Sherman on Monday reported that the empty sections in the arena so enraged Trump that he threatened not to go onstage. Parscale, the report said, had plans to step down.
"He knows he can't survive," Sherman reported.
However, senior campaign adviser Jason Miller told Sherman that Parscale was safe.
"Brad is the campaign manager, and he's the one in charge," Miller said.
Trump, however, is also considering whether to reduce Kushner's campaign role, sources told Vanity Fair. The president has reportedly grown increasingly frustrated at polls, which in recent weeks consistently show him trailing his presumptive Democratic opponent Joe Biden by double-digits.

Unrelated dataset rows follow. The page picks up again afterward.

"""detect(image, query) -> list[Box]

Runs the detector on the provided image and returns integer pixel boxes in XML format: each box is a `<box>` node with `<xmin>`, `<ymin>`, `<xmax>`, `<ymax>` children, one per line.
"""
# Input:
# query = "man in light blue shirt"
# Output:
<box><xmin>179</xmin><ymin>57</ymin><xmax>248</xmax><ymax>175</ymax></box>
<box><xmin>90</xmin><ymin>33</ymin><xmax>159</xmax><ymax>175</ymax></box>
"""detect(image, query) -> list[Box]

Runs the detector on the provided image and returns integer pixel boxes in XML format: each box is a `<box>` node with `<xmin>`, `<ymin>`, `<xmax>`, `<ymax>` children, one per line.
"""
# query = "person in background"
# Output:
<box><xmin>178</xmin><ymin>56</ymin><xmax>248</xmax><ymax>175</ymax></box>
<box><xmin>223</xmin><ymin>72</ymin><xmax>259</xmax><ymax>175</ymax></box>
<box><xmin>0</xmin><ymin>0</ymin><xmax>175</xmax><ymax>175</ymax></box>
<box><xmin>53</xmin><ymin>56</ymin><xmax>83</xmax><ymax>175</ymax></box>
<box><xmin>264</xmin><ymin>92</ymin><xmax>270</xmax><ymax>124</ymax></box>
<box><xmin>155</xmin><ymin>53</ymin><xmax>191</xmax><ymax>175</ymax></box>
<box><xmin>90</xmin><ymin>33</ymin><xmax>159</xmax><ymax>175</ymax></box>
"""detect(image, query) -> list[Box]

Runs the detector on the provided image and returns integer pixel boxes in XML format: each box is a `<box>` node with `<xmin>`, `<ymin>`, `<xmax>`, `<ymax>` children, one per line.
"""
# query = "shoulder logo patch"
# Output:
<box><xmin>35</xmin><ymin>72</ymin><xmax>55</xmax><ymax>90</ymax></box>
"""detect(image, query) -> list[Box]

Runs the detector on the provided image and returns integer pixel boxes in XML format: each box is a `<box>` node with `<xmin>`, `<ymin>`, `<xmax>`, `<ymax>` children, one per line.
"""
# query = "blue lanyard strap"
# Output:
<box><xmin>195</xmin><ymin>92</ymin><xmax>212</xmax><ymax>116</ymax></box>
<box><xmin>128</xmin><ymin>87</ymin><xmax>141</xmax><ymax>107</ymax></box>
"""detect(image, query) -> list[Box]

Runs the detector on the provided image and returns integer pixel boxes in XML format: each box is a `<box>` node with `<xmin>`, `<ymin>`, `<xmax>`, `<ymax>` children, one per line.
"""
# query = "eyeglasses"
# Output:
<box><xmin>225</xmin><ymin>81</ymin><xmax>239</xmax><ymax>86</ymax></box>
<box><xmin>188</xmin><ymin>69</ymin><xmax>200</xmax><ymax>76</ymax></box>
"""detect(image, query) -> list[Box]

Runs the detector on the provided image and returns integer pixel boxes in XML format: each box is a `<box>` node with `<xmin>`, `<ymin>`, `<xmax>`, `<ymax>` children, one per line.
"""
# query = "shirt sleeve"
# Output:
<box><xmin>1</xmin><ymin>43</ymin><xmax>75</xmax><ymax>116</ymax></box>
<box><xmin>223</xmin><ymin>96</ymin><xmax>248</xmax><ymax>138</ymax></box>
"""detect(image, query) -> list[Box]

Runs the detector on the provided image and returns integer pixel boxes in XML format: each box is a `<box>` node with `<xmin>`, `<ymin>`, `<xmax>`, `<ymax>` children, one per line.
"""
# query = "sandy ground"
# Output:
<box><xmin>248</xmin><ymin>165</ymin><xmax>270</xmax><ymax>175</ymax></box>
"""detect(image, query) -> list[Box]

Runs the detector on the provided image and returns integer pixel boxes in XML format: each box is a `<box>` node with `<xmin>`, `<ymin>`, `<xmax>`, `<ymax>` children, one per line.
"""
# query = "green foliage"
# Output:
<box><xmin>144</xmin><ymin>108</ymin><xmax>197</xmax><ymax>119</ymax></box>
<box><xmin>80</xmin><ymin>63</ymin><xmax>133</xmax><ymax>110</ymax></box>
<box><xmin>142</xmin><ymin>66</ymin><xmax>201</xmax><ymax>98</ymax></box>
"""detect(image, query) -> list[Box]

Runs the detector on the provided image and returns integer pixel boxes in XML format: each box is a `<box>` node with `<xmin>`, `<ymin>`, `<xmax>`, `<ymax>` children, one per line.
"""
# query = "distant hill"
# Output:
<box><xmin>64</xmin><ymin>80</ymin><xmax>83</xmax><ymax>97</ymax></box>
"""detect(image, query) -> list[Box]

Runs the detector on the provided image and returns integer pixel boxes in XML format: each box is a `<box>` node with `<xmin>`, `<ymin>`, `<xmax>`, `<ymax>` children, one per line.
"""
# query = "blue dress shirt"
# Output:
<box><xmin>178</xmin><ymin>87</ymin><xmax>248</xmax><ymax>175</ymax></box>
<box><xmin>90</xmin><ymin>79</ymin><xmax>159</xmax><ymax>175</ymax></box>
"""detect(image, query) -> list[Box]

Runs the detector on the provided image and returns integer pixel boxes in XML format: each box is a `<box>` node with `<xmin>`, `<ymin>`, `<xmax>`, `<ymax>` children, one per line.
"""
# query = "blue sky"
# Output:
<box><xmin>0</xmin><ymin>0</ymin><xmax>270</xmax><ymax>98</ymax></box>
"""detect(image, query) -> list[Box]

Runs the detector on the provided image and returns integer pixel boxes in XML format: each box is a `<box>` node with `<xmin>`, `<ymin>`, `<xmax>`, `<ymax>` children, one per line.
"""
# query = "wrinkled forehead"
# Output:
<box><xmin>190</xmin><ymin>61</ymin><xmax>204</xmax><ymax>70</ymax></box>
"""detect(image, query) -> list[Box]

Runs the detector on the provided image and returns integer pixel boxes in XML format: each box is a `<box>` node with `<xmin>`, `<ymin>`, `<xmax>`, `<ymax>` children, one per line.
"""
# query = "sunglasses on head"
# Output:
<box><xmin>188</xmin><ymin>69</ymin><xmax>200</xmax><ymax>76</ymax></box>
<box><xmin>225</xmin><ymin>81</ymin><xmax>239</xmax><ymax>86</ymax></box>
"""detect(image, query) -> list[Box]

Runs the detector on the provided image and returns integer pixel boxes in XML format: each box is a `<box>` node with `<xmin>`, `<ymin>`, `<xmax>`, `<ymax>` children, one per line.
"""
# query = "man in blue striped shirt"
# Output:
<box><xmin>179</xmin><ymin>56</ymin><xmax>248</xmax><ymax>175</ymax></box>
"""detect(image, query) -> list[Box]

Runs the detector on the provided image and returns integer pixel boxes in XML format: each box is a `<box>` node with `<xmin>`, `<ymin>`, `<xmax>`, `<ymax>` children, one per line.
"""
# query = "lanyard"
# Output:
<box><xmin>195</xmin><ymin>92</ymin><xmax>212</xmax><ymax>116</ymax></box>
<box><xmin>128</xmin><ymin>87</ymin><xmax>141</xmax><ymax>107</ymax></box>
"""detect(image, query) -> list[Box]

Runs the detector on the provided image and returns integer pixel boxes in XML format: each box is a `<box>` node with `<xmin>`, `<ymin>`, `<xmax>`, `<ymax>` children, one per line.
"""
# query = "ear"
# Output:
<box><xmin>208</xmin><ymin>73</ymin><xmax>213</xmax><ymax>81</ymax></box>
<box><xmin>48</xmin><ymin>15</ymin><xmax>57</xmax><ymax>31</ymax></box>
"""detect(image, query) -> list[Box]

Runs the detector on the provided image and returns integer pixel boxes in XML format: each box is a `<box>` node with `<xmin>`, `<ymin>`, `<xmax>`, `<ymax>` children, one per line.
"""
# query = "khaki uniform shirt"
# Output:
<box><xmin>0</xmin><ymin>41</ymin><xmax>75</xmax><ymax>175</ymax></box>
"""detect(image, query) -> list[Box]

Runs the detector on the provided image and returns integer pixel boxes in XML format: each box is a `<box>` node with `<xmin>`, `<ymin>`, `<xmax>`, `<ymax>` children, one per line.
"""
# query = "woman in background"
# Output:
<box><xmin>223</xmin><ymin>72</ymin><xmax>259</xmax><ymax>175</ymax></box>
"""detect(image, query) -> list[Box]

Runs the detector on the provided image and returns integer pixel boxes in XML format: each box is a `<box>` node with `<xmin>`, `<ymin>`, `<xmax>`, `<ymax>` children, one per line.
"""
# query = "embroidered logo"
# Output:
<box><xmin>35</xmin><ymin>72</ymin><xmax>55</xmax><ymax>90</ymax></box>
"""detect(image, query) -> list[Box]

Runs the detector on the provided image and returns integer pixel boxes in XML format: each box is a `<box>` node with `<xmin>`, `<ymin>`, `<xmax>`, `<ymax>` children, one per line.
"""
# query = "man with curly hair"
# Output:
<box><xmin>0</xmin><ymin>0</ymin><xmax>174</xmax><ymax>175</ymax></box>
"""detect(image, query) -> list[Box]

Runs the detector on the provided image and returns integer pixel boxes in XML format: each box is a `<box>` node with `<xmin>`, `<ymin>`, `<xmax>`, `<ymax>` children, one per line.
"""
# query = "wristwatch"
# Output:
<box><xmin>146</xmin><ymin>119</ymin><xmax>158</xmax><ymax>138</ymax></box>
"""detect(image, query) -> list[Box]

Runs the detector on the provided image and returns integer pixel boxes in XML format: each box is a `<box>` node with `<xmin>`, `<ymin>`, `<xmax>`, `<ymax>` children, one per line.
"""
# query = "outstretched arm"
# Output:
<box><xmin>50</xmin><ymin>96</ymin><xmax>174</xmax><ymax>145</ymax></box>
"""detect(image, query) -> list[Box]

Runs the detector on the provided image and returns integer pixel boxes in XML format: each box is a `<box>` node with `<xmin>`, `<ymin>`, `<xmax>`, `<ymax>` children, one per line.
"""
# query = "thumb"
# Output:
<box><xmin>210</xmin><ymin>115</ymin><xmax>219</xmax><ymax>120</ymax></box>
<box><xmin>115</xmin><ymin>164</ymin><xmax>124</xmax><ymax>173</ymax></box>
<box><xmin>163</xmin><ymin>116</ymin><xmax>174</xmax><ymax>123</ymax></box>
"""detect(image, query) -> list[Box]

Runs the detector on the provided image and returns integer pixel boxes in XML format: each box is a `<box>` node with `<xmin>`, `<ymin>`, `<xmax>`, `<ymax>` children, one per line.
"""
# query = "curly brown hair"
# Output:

However, Kushner — who married Trump's eldest daughter, Ivanka, and is the father of three of his grandchildren — seems uniquely inoculated to the president's famously tempestuous temper. In an interview which aired the day after the rally, former national security adviser John Bolton said Kushner was the most powerful person in the White House aside from Trump himself.
"It varied from time to time," Bolton said. "The sustained answer to that question . . . is Jared Kushner."
Sherman reported that Trump was mulling a number of replacements for Parscale, including Miller, as well as Corey Lewandowski, who has not gotten along with Kushner in the past.
However, Trump may view the top candidates as lightweights.
"Corey was great when it was just Trump and an airplane. But let's face it: He couldn't manage a 7-Eleven," one person close to Trump told Sherman. "The serious operation will be run by serious people."
In recent weeks, reports have put veteran election strategist Karl Rove with Trump in the White House. Rove's first visit was reportedly brokered by longtime friend Senate Majority Leader Mitch McConnell, R-Ky., who fears the divisive tone of Trump's campaigm could cost Republicans control of the Senate.
During the 2016 campaign, Rove reportedly called Trump a "complete idiot." The future president returned the burn by calling Rove a "dope" and a "dummy." The force that united them? Trump's disappointment with Parscale.